This Caribbean citrus sauce works wonders as a marinade for meat, fish, poultry, and vegetables. Try to use fresh-squeezed juice as it makes a ton of difference in the taste.
Habanero Mojo Criollo
6 cloves garlic
Juice of 3 oranges (about 3/4 cup)
Juice of 2 limes (about 1/4 cup)
1 Habanero pepper, seeded and deveined (wear latex gloves for this)
2 teaspoons ground cumin
1 teaspoon Mexican oregano
1 teaspoon ground black pepper
1 tablespoon kosher salt
1/4 cup olive oil
Put the salt and garlic in a food processor and pulse until the garlic is minced. Add the remaining ingredients and give them a whirl until they are well-combined.

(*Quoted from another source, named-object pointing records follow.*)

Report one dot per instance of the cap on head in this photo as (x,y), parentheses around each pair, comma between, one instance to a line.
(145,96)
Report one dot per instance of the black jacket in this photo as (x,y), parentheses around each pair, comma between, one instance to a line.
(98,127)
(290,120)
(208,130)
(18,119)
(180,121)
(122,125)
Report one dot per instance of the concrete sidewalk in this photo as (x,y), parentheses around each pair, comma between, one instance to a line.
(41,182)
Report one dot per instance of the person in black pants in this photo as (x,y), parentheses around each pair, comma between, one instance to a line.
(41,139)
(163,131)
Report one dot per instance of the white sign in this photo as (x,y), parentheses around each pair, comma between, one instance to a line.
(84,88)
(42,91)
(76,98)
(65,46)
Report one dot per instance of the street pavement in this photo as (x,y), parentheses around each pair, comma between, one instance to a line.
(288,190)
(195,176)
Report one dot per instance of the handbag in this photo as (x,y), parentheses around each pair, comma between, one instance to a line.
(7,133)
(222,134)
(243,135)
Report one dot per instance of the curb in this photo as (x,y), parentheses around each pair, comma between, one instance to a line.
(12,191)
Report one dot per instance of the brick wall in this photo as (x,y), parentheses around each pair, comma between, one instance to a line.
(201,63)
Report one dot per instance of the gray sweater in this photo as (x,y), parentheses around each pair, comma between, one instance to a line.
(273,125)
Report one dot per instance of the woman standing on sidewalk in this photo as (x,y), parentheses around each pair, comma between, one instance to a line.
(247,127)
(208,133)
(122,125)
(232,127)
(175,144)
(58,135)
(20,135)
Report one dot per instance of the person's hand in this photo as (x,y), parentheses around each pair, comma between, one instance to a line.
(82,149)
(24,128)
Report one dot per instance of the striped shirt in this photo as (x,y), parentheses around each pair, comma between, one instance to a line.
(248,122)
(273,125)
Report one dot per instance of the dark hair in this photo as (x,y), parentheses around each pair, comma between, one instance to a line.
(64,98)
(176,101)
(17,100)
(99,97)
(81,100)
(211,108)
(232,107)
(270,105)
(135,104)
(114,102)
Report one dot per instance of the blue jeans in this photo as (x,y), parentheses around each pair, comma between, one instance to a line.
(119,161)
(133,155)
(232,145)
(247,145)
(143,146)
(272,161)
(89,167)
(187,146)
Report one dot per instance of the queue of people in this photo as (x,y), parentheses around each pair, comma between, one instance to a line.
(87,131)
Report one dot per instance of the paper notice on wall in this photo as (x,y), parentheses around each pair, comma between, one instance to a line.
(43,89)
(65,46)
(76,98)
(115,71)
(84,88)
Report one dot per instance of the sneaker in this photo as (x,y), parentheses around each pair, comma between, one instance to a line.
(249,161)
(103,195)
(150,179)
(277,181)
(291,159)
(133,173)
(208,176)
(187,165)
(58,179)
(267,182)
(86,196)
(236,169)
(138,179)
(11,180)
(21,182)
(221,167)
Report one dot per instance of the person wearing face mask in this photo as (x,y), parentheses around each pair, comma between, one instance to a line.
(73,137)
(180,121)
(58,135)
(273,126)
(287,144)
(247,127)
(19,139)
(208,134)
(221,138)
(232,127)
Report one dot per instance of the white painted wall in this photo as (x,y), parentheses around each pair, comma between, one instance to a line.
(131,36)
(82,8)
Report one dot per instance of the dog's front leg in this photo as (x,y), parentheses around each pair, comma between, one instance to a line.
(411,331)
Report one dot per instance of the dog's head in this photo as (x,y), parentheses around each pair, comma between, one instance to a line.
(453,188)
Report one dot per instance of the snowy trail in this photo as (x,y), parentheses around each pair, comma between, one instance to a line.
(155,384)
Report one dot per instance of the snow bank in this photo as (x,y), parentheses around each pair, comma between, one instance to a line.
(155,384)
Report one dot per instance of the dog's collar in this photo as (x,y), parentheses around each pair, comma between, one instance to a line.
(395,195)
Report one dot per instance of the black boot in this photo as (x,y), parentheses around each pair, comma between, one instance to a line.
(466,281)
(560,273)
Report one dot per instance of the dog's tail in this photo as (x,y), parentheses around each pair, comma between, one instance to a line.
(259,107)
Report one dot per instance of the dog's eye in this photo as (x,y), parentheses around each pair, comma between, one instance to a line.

Pour into a screw-top container (I use a pint canning jar) and refrigerate for at least an hour to give all the flavors time to meld. Shake well before using.
1 3-5 pound roasting chicken
1 cup Habanero Mojo Criollo
Clean and rinse the chicken, then pat it dry. Place the bird in front of you, breast side down. Cut up through the backbone with either a pair of kitchen shears or a sharp chef’s knife. Open the chicken like a book and flip it over so it’s breast side up. Half the chicken by cutting through the breast bone.
Put the chicken halves in a Ziploc bag and coat with the mojo. Squeeze the air out of the bag and seal. Marinate in the refrigerator for at least 2 hours, overnight is best.
Set your grill up for a indirect cook over medium-high (400°F) heat. Put the halved on the grill skin side up. Close the lid and cook for 15 minutes. Flip and cook skin side down for another 15 minutes. Flip skin side up and cook until the internal temperature has reached 160°F in the breast and 180°F in the thigh, about another 30 minutes.
When the chicken is done, remove it to a cutting board and let it rest for 10 minutes. Quarter the bird for serving.